The three Kenyan students are in Sweden together with politicians and officials from Homa Bay. The visit is part of a knowledge exchange and development project, together with Härryda municipality, to increase young people’s awareness of career and life choices. The students’ program differs from that of the rest of the delegation and they have mainly been able to take part in various lessons at Hulebäcksgymnasiet.
– I really like the Swedish school. The students have been very friendly and I like the way the teachers work. That they involve the students in the lessons and that there is a lot of group work. In Kenya, teaching is based more on books, says Timothy Omondi Owuor who is 19 years old and has graduated from high school in Homa Bay.
Timothy, Daniel and Kayla have just joined a law class in the economics program.
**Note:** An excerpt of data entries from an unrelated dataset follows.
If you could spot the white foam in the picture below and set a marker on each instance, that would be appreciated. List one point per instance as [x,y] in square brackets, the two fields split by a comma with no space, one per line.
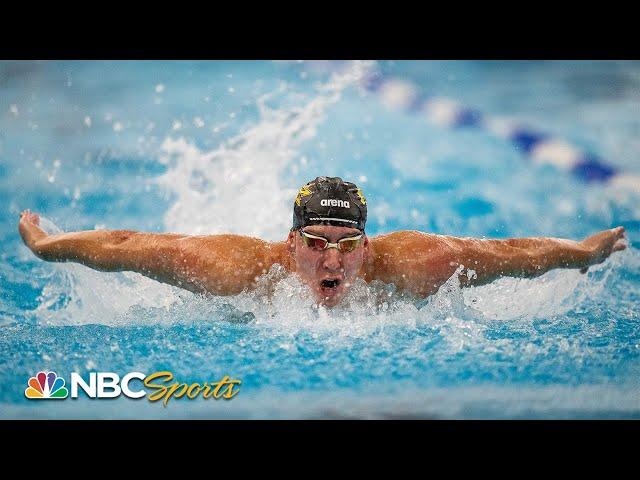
[239,186]
[556,152]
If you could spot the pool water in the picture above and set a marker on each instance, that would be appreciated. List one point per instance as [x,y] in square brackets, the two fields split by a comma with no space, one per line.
[212,147]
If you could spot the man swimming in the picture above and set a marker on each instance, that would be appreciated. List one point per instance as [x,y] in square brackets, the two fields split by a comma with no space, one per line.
[327,247]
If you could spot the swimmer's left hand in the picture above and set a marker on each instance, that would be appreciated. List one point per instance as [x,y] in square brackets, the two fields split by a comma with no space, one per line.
[30,231]
[603,244]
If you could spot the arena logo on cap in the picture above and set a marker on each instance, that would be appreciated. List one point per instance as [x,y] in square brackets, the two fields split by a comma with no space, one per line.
[46,385]
[330,202]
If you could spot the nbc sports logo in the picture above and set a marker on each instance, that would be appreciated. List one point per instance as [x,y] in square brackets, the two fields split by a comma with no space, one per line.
[46,385]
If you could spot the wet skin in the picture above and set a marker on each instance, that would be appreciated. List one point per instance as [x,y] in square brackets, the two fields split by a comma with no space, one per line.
[228,264]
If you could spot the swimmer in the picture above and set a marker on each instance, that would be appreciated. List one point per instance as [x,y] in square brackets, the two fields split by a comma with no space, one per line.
[327,247]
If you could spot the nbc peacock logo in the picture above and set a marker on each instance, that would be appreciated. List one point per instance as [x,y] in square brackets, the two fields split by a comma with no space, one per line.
[46,385]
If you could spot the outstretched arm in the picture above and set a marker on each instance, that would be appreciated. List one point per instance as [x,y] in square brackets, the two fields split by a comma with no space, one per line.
[422,262]
[218,264]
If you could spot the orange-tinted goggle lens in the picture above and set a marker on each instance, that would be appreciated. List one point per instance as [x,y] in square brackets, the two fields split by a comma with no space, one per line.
[345,245]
Today, law had to take a back seat for a quiz where the Swedish students had to place African countries on a map.
Swedish students need to become more motivated
Seventeen-year-old Kayla Rita Bugo is grateful for the opportunity to visit Sweden and the hospitality she experienced from everyone she met. She thinks that the Swedish students need to become more goal-oriented and think more about what they will do after graduation.
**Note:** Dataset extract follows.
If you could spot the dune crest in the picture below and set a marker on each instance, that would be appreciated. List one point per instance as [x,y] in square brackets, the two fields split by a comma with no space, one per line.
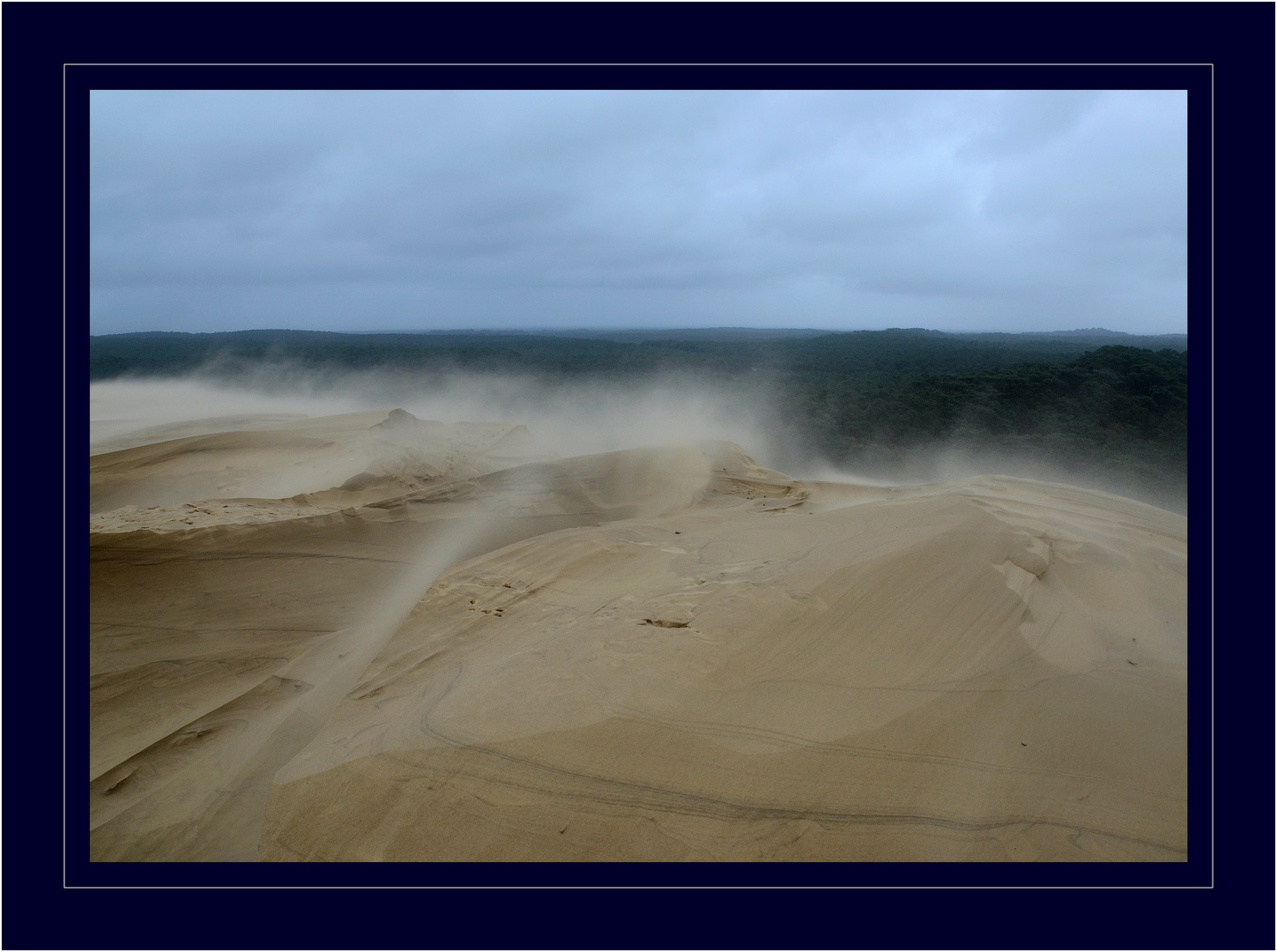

– Most of the people I have spoken to here do not know what they want to be after school. They need to have a goal with their education that they aim for. Don’t just go to school because they have to. In Kenya, people think more about the career and what the education should lead to, says Kayla, who herself wants to work as a software developer in the future.
Another difference between school in Kenya and Sweden is that in Kenya you have much longer school days and that you live in a boarding school at school. Nor do they have access to their own computers in teaching, as they have seen that the Swedish students have.